Predict Titanic survival model using only one Feature scores 82%
The sinking of the Titanic is one of the most infamous shipwrecks in history.
On April 15, 1912, during her maiden voyage, the widely considered “unsinkable” RMS Titanic sank after colliding with an iceberg. Unfortunately, there weren’t enough lifeboats for everyone onboard, resulting in the death of 1502 out of 2224 passengers and crew.
While there was some element of luck involved in surviving, it seems some groups of people were more likely to survive than others.
In this challenge, we ask you to build a predictive model that answers the question: “what sorts of people were more likely to survive?” using passenger data (ie name, age, gender, socio-economic class, etc).
Python
PyTorch
XGBoost
Math
Author
Shivam Chhetry
Published
September 02, 2022
Modified
October 12, 2023
The Challenge
The sinking of the Titanic is one of the most infamous shipwrecks in history.
On April 15, 1912, during her maiden voyage, the widely considered “unsinkable” RMS Titanic sank after colliding with an iceberg. Unfortunately, there weren’t enough lifeboats for everyone onboard, resulting in the death of 1502 out of 2224 passengers and crew.
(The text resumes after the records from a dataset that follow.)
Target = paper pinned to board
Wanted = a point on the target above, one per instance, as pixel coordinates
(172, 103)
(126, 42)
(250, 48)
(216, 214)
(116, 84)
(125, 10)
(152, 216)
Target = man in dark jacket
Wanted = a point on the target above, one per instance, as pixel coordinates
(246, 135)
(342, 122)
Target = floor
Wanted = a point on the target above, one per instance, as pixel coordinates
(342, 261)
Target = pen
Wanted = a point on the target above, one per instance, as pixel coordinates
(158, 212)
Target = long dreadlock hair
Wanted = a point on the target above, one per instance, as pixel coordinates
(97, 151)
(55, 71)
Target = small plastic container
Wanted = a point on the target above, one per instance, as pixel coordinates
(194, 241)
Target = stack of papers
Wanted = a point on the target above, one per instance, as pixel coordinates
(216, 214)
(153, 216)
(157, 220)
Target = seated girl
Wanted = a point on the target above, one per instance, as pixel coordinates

While there was some element of luck involved in surviving, it seems some groups of people were more likely to survive than others.
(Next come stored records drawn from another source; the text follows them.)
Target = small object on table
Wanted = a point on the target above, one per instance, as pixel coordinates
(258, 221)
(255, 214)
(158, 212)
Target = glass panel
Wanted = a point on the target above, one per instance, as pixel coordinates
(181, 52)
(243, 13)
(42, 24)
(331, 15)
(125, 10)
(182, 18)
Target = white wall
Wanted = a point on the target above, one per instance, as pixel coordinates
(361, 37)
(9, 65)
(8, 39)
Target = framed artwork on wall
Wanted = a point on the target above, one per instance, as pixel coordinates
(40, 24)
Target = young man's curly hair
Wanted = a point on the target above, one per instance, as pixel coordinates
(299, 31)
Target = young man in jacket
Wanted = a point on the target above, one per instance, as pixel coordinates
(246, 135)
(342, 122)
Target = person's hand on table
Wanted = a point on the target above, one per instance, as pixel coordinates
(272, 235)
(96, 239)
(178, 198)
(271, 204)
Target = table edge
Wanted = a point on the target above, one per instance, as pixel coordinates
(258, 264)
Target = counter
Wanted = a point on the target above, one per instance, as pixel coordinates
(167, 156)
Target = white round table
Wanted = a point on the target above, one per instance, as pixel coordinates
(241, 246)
In this challenge, we ask you to build a predictive model that answers the question: “what sorts of people were more likely to survive?” using passenger data (ie name, age, gender, socio-economic class, etc).
What Data Will I Use in This Competition?
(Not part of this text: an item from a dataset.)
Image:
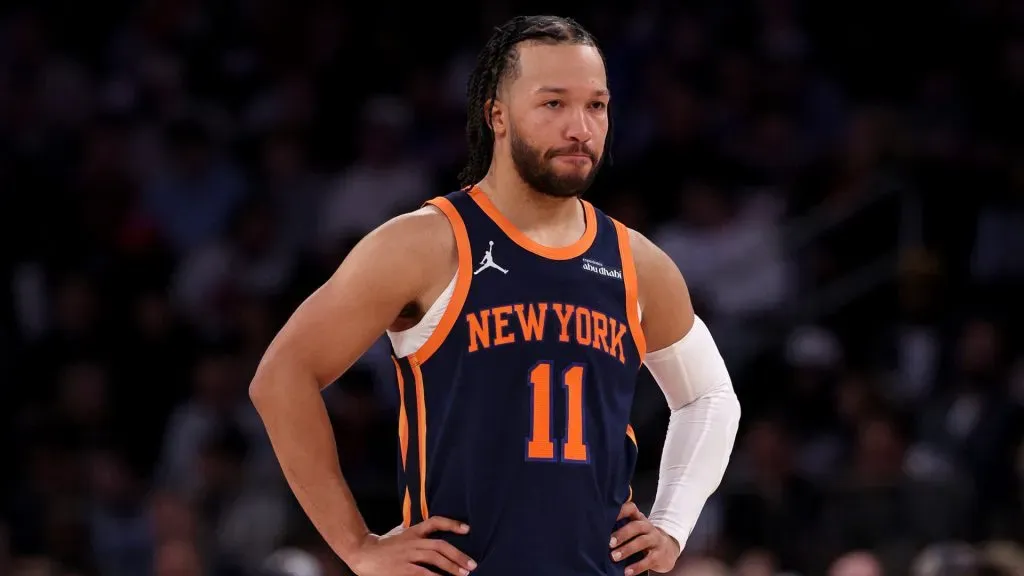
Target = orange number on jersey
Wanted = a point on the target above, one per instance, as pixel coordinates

In this competition, you’ll gain access to two similar datasets that include passenger information like name, age, gender, socio-economic class, etc. One dataset is titled train.csv and the other is titled test.csv.
Train.csv will contain the details of a subset of the passengers on board (891 to be exact) and importantly, will reveal whether they survived or not, also known as the “ground truth”.
The test.csv dataset contains similar information but does not disclose the “ground truth” for each passenger. It’s your job to predict these outcomes.
Using the patterns you find in the train.csv data, predict whether the other 418 passengers on board (found in test.csv) survived.
Dataset Description
The data has been split into two groups:
training set (train.csv)
test set (test.csv)
The training set should be used to build your machine learning models. For the training set, we provide the outcome (also known as the “ground truth”) for each passenger. Your model will be based on “features” like passengers’ gender and class. You can also use feature engineering to create new features.
The test set should be used to see how well your model performs on unseen data. For the test set, we do not provide the ground truth for each passenger. It is your job to predict these outcomes. For each passenger in the test set, use the model you trained to predict whether or not they survived the sinking of the Titanic.
We also include gender_submission.csv, a set of predictions that assume all and only female passengers survive, as an example of what a submission file should look like.
Below is the main concepts blueprint which I'll explain how it works.
Let's begin with the gender model
If we just predict females survive and males perish, we cross validate at 78.6% and receive a public leaderboard score of 76.6%.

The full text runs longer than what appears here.